Please, God, I prayed, bring Wanda Curthouse on swift angel wings even if she still hates me. An enemy in need, friend indeed.
15
Ever get the feeling that your head's so filled with clutter you're demented? I found a loo, went in and sat. Solitude is restorative. I'll bet that half the Venerable Bede's parchments came to him when he was on the loo, maybe Shakespeare's too. But even there you're sometimes not safe. I babysit for the village women. For sanctuary I once sat in t
he toilet, but the infants battered in hollering for me to come out and play. I kept hearing the dealers' mutters as they passed the door. One deep voice, Brummy accent, showed his temper.
'That casting's stinking the bloody place out. Warn Brady to cool it.'
'Can't be cooled, Vet,' somebody snickered.
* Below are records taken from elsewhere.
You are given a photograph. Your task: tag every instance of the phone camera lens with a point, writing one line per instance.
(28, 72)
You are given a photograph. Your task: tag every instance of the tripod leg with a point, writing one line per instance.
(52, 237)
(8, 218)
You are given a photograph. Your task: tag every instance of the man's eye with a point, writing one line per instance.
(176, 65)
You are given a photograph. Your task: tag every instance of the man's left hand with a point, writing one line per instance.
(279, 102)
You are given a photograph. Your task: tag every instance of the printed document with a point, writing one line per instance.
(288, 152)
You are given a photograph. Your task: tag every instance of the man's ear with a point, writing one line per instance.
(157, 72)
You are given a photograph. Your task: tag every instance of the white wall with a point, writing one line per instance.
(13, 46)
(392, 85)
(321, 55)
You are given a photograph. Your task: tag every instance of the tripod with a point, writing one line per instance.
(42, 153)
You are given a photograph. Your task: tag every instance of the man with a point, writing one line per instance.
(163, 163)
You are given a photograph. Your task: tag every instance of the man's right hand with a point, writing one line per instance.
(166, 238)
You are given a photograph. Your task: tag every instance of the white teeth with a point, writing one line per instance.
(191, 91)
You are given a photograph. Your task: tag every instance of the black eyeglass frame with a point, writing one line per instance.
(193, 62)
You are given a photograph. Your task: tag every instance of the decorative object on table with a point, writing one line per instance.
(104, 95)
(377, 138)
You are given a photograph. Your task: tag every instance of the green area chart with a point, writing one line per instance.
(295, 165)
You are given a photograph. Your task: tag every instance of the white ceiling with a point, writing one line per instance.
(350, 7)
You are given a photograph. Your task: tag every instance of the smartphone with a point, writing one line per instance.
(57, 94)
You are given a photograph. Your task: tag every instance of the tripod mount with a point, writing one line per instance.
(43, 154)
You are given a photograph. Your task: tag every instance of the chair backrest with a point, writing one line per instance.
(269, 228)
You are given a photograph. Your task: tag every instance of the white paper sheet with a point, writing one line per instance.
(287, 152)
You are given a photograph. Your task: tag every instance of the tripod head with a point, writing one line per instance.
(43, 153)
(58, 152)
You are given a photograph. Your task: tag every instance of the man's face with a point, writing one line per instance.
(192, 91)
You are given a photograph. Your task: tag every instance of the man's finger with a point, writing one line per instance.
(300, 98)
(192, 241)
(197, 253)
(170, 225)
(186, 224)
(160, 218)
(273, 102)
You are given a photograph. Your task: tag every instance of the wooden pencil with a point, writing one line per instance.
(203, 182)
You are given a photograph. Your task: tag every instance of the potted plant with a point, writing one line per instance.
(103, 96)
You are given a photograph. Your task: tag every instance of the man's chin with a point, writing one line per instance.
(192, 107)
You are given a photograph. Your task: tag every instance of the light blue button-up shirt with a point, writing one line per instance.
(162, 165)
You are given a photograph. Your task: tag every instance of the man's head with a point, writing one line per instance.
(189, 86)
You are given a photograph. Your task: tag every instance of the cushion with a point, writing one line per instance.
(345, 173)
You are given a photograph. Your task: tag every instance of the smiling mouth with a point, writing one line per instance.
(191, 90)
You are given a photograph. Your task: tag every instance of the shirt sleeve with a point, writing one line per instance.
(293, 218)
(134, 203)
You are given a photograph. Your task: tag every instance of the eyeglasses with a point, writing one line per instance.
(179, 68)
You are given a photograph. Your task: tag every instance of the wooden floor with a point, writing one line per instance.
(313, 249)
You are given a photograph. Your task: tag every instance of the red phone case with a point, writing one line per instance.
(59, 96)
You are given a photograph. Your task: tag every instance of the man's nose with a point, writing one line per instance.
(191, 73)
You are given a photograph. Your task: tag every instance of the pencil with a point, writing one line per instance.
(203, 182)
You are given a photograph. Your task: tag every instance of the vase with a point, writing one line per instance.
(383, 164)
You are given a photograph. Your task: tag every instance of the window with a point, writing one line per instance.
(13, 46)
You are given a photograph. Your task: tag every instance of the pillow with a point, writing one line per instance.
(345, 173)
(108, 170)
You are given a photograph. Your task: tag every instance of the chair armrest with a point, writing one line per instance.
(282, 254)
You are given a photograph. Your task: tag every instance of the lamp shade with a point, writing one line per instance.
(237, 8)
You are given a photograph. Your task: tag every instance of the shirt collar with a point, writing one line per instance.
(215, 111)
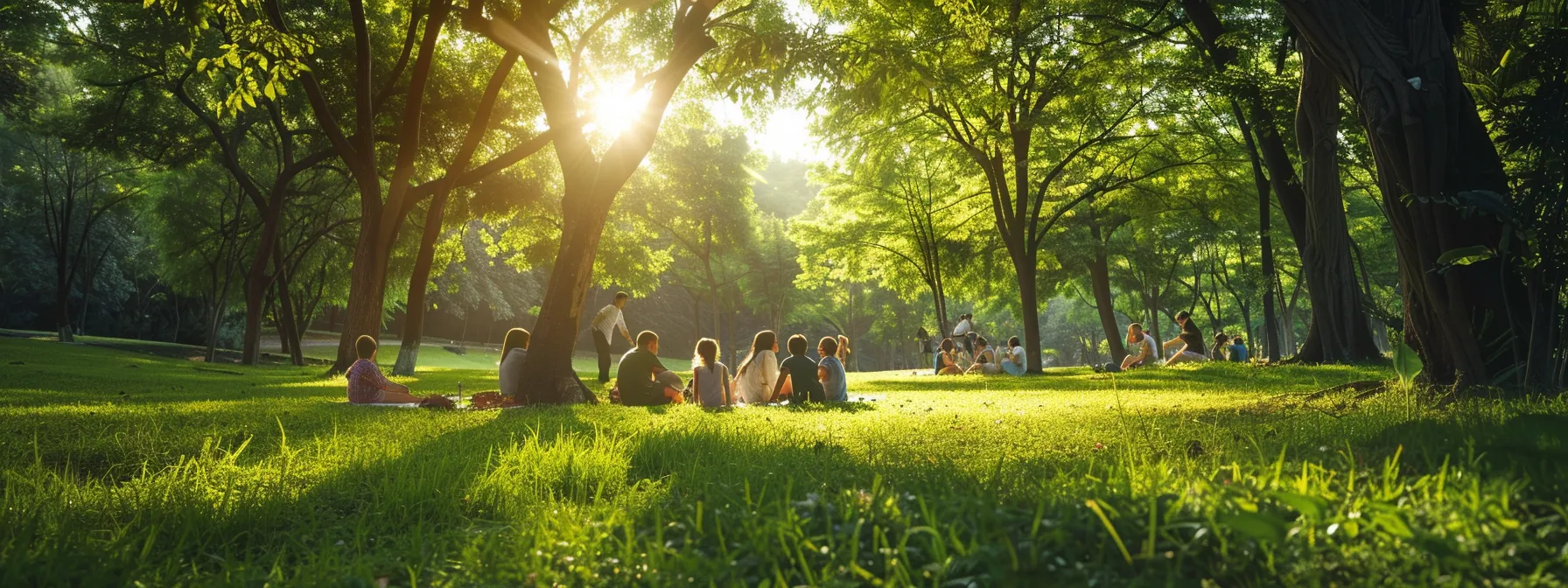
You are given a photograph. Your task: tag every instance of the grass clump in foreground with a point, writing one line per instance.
(122, 467)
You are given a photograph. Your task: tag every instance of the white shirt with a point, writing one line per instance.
(754, 383)
(710, 383)
(1148, 342)
(607, 320)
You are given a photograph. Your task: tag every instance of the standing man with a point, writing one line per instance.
(604, 324)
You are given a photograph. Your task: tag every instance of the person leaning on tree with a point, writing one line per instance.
(604, 324)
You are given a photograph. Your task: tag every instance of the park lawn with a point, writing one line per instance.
(322, 346)
(124, 467)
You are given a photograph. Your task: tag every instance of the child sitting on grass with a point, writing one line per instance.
(830, 370)
(802, 375)
(366, 383)
(709, 376)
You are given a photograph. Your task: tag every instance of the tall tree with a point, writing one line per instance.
(1025, 90)
(592, 180)
(908, 212)
(1312, 211)
(73, 192)
(1439, 174)
(700, 196)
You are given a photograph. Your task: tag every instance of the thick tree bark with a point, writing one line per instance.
(1029, 304)
(1431, 148)
(1306, 228)
(590, 186)
(1100, 283)
(257, 281)
(1340, 332)
(1270, 344)
(419, 279)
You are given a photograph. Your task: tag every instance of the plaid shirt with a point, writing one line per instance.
(366, 383)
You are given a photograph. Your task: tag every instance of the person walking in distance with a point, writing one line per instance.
(963, 330)
(604, 324)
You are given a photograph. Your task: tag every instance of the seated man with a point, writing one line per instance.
(1140, 352)
(1237, 348)
(643, 380)
(366, 383)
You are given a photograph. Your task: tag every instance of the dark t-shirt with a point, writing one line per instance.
(637, 369)
(1194, 339)
(803, 378)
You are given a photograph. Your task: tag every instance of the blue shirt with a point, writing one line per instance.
(1237, 352)
(836, 386)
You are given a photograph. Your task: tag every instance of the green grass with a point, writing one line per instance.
(128, 469)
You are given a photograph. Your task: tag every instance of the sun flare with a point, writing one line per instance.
(615, 108)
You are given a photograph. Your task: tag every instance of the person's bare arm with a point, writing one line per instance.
(778, 386)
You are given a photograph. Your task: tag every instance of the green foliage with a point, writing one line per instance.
(256, 59)
(1407, 362)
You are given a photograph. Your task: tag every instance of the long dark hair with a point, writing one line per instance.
(706, 350)
(762, 342)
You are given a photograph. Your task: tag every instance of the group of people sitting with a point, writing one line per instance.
(762, 378)
(1189, 346)
(643, 380)
(966, 352)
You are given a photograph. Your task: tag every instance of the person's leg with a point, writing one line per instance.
(653, 394)
(603, 346)
(670, 380)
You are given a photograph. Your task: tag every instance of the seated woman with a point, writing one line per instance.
(760, 370)
(948, 360)
(709, 376)
(643, 380)
(926, 346)
(985, 358)
(800, 378)
(1222, 342)
(513, 352)
(1140, 348)
(1013, 358)
(366, 383)
(1189, 340)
'Fewer effing jokes, you,' Vet growled.
I almost smiled. The trick when casting white metal is the temperature. You test it with a burnt match. Touch the end into the molten metal, it emits a wisp of smoke. No smoke, don't proceed. Too much smoke, give up. But just a wisp, pour the molten metal into your quick-set mould, and you have a good replica. Very few circuses—antique dealers in scarey numbers—bring their own delly men. A delly man's a faker who'll fake anything on the spot, moving with his hirers, day to day. They're pretty rare. Each has his own modus op. One I know does it mainly in a van, a mobile lab. They were probably dellying a lovely silver vinaigrette. I'd seen it in a cabinet pathetically labelled Please do not TOUCH. It was worth stealing, for vinaigrette collectors spell money.
Back in the eighteenth century, such was the stink in London's streets, and of unwashed bodies in fashionable assemblies, that the more sensitive gentry carried silver containers of herbs soaked in vinegar to defeat the offending pongs. Collectors go wild for vinaigrettes made as likenesses—Byron, Nelson.
The real risks to the delly man's activities are in the auction room. The auctioneers might not let you hold the item, for example. In a country house auction, though, it's simple. It might be necessary to hire a slip man. They're around still, these archaic entrepreneurs, though like lamplighters they're dying out. You pay them fee-for-item. Describe the item to the slippo, and he'll hand it to you in quarter of an hour. Pay him instantly. You make your mould, and return it. Later, maybe even after some days, he'll find you, smiling. You're expected to 'dash' him, as the trade still says in 1880 Gold Coast lingo. (Never use that horrible word 'tip' to a slip man; he'll be mortally offended, being a true gentleman crookster.) The 'dash' is half what you paid him before. Fail to dash him, you'll never hire a slippo again as long as you live. A close and sophisticated lot, they. Here, in this innocent house you could have nicked the entire manor, no slip man needed.